In 1950 everyone English loved cricket, and assembled in suits at Lord’s to watch or, if they were a member of the miserable majority for whom that was impossible, no matter. All civilised or would-be civilised people, everywhere on earth, could listen to the cricket on the radio, thanks to John Arlott and his posh colleagues. Arlott himself spoke a bit un-posh, which meant that everyone could love cricket. Although of course, you were, then, ideally English-posh, you didn’t have to be English-posh. You merely had to aspire to that happy state, and who on earth, in 1950, did not do that? Then? Nobody. Look, even people in turbans could play or attend to cricket, no matter what their colour or their creed, or how amusingly and wrongly they spoke English, i.e. in the opposite way to the way other-narrator (besides Arlott) Ralph Richardson spoke English. You could be an Or-stralian, non-posh, even non-white and non-Christian and talk English like a music hall joke character covered in black make-up, and still be part of cricket. Cricket was ultra-inclusive.

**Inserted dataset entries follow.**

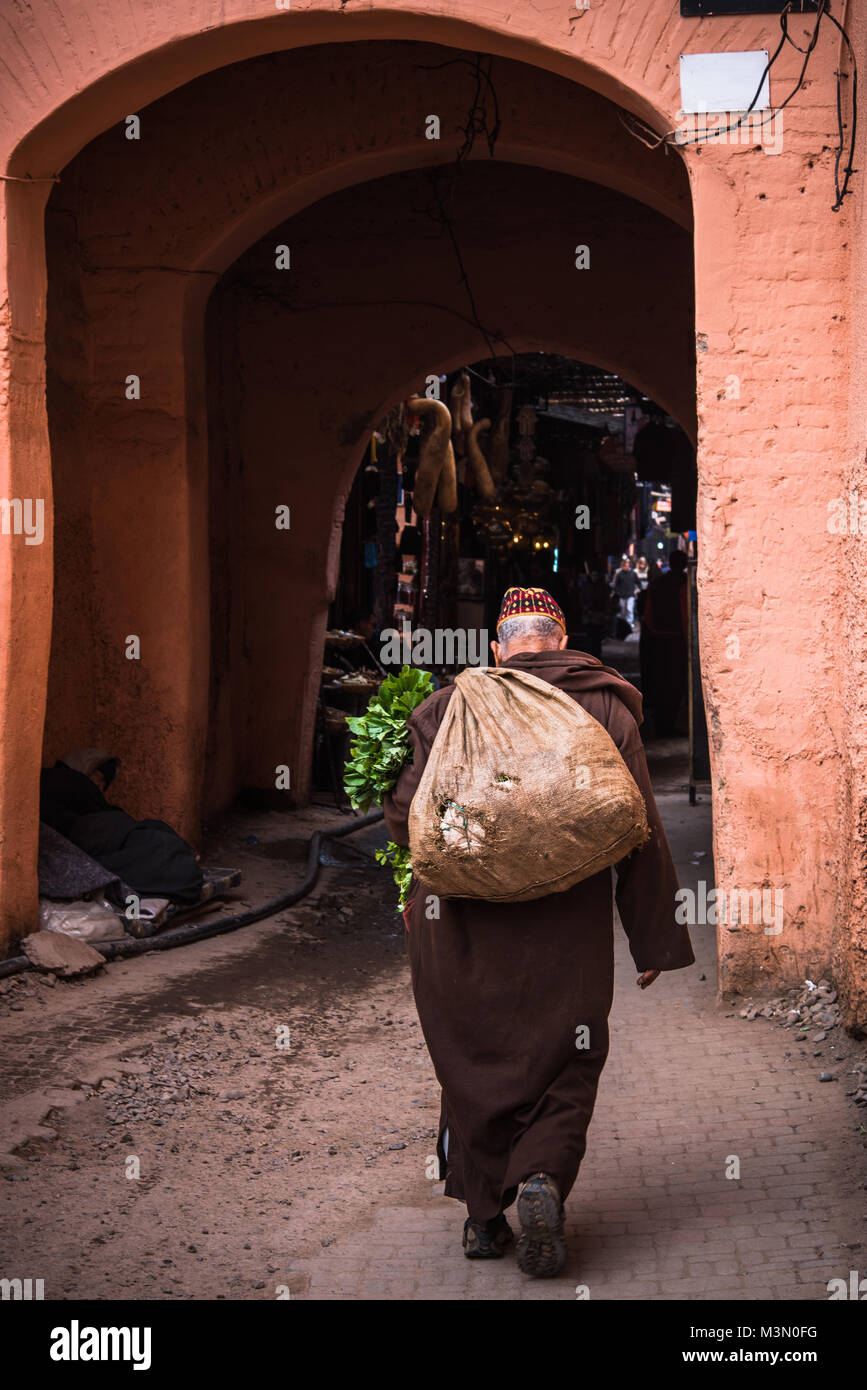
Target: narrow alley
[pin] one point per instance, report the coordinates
(300, 1172)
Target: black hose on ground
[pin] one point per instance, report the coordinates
(202, 930)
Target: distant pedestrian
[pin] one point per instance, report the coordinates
(663, 649)
(625, 585)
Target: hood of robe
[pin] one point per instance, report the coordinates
(578, 672)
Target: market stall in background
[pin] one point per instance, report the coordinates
(534, 470)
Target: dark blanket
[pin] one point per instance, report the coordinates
(147, 855)
(502, 988)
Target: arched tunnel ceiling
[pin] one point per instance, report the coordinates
(231, 153)
(375, 288)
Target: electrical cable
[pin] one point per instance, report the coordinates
(641, 131)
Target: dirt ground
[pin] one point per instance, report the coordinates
(227, 1119)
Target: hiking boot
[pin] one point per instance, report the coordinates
(541, 1244)
(486, 1239)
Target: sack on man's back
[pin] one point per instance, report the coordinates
(523, 794)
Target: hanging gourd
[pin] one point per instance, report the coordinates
(484, 483)
(435, 458)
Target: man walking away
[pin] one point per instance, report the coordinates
(514, 998)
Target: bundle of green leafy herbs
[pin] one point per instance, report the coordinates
(380, 751)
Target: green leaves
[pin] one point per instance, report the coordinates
(402, 866)
(380, 751)
(381, 745)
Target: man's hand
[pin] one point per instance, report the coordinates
(646, 977)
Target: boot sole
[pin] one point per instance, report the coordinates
(541, 1250)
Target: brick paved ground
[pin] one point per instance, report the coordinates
(306, 1169)
(688, 1084)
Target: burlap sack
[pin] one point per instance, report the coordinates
(524, 792)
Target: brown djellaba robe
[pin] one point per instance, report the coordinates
(502, 988)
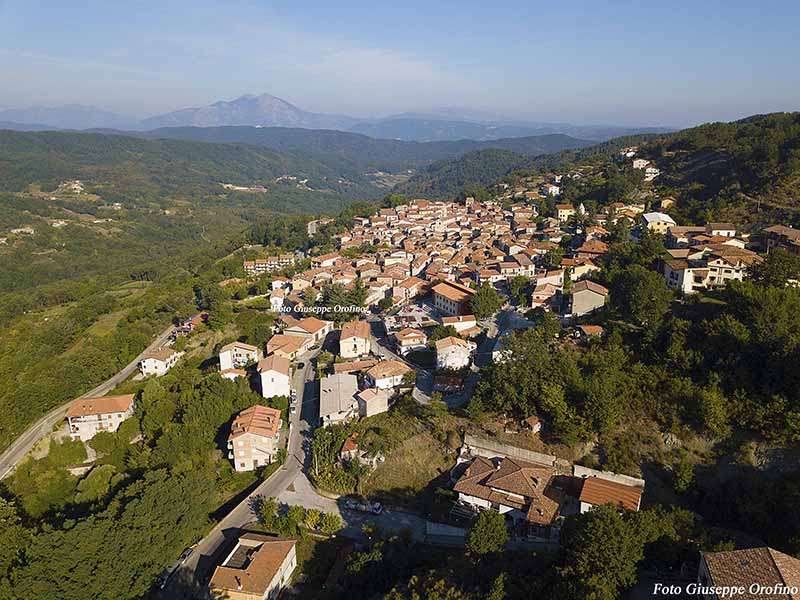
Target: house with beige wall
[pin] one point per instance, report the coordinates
(274, 372)
(258, 568)
(253, 441)
(86, 417)
(354, 339)
(237, 355)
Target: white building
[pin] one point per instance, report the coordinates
(311, 327)
(657, 222)
(408, 340)
(454, 353)
(387, 374)
(354, 339)
(277, 299)
(604, 487)
(258, 568)
(158, 362)
(86, 417)
(275, 376)
(253, 441)
(373, 401)
(237, 355)
(337, 401)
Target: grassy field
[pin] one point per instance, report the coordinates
(409, 470)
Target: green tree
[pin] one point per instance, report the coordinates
(778, 268)
(313, 517)
(331, 523)
(519, 288)
(641, 296)
(488, 534)
(601, 553)
(486, 301)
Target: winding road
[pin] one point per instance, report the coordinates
(20, 447)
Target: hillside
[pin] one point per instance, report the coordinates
(720, 167)
(263, 110)
(354, 152)
(446, 178)
(129, 166)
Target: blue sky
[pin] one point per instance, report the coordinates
(672, 63)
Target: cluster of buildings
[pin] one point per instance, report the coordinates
(534, 491)
(262, 266)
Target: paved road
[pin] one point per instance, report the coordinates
(25, 442)
(190, 578)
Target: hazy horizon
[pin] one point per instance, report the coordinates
(583, 63)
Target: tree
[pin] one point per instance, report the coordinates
(778, 268)
(486, 301)
(640, 295)
(313, 517)
(601, 553)
(683, 474)
(488, 534)
(518, 287)
(14, 539)
(714, 409)
(440, 332)
(331, 523)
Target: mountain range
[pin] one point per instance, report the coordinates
(270, 111)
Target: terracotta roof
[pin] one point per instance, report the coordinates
(240, 345)
(483, 480)
(598, 491)
(358, 329)
(274, 363)
(356, 365)
(585, 284)
(164, 353)
(765, 566)
(388, 368)
(259, 420)
(458, 319)
(285, 343)
(447, 342)
(453, 291)
(311, 324)
(99, 406)
(256, 575)
(591, 329)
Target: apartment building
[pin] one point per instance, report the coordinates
(237, 355)
(258, 568)
(262, 266)
(254, 437)
(86, 417)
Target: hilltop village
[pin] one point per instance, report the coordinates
(431, 292)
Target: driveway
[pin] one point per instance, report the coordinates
(302, 493)
(20, 447)
(190, 578)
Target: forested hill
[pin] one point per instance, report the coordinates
(754, 162)
(446, 178)
(346, 150)
(134, 165)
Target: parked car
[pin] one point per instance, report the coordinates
(363, 505)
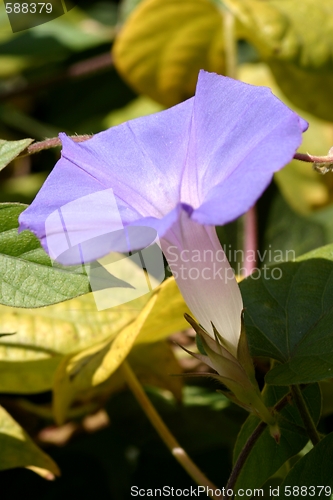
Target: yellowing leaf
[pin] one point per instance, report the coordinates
(309, 90)
(29, 358)
(153, 364)
(11, 149)
(296, 39)
(159, 318)
(289, 30)
(18, 450)
(302, 187)
(163, 45)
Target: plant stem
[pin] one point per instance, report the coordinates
(308, 422)
(177, 451)
(313, 159)
(242, 457)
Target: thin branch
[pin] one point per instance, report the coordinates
(250, 241)
(36, 147)
(312, 158)
(242, 457)
(308, 422)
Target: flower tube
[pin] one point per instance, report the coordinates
(199, 164)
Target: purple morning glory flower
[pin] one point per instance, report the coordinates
(182, 171)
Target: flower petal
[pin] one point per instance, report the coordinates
(241, 134)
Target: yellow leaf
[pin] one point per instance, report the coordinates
(18, 450)
(302, 187)
(163, 45)
(159, 318)
(296, 39)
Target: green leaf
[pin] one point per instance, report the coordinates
(11, 149)
(309, 90)
(289, 31)
(288, 317)
(267, 457)
(18, 450)
(296, 39)
(289, 235)
(163, 45)
(27, 276)
(312, 470)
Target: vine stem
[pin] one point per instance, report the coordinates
(242, 457)
(312, 158)
(250, 241)
(55, 142)
(305, 414)
(176, 450)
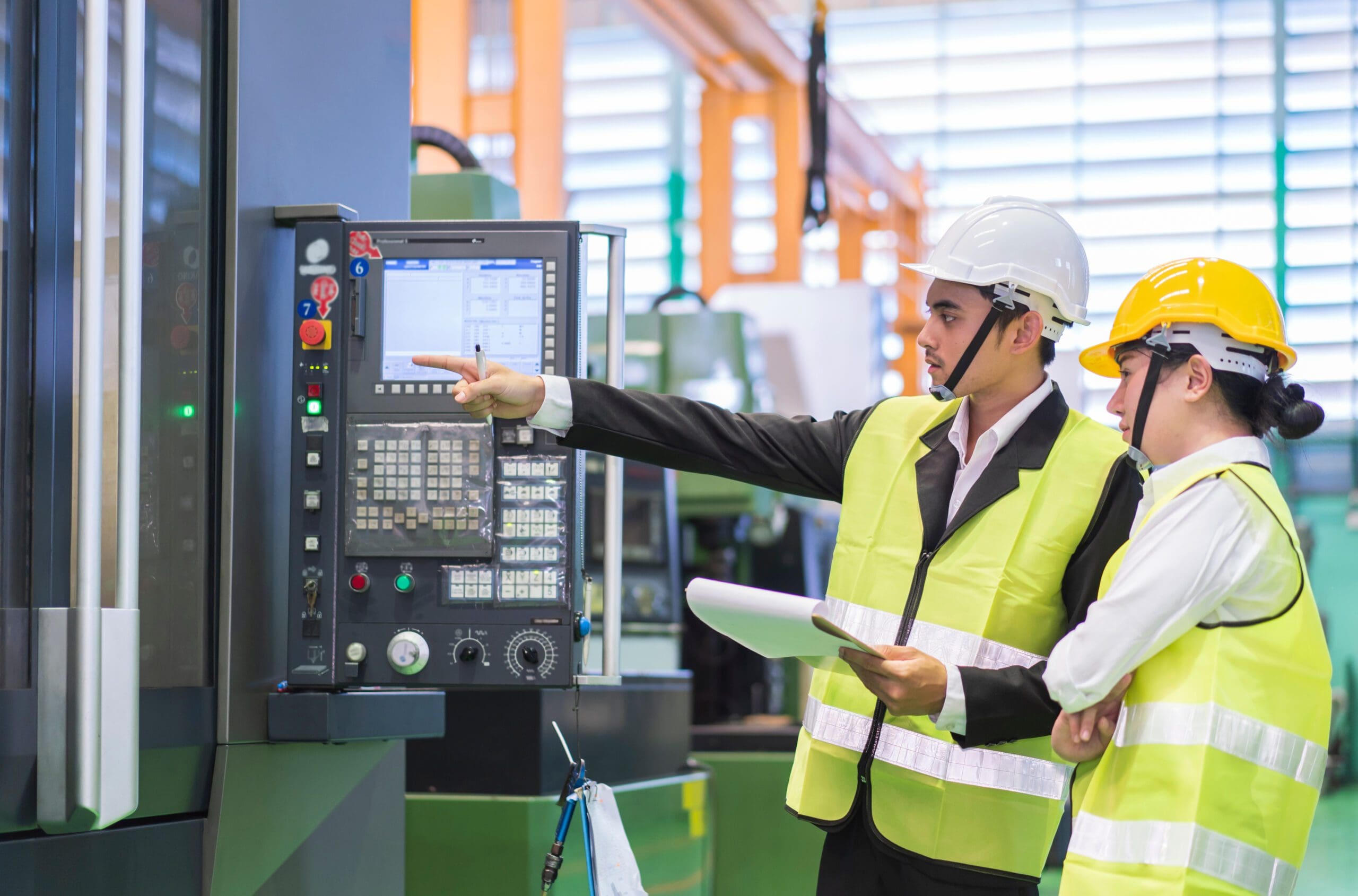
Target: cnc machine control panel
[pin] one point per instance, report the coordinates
(428, 547)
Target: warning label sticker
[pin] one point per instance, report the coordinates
(360, 246)
(325, 291)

There follow a string of comments to the effect that the world is crap now compared to what it was in the 1950s. (I dissent. For starters, I can now have a blog. Nobody could have a blog in 1950. Also, I enjoy T20 cricket as well as the day-after-day-after-day version of cricket which was all they had back in 1950.)

It all makes a fascinating contrast to the equivalent efforts now being made to make cricket really, properly inclusive, in the form of pieces of writings like this, by ESPN’s Daniel Brettig, about all the micro-aggressions that non-white cricket people still have to put up with these days, but really, really should not have to.

5 thoughts on “A 1950s YouTube video about cricket”

  1. The edited of this posting was a shambles, because I found I could only do it after it had been “published”. Sorry if you were then actually trying to read it. But, I think it’s done now.

  2. Of course cricket is much more popular around the world today than it was in 1950 and indeed that it ever has been before. Portions of the English cricketing establishment seem to waver between being unaware of this and somewhat resenting it. The Australian reaction has been more to embrace it wildly as long as there is money in it, which I think is a better one.

  3. It all depends what you mean by “BLM”, doesn’t it?

    Does it mean: black lives matter? (They do.) Or does it mean the organisation Black Lives Matter, and all of its political programme? (That stinks.)

    I think that for most sportsmen, in England, for now, it means the first. And I also suspect that for most of the English yobs booing, it also means the first.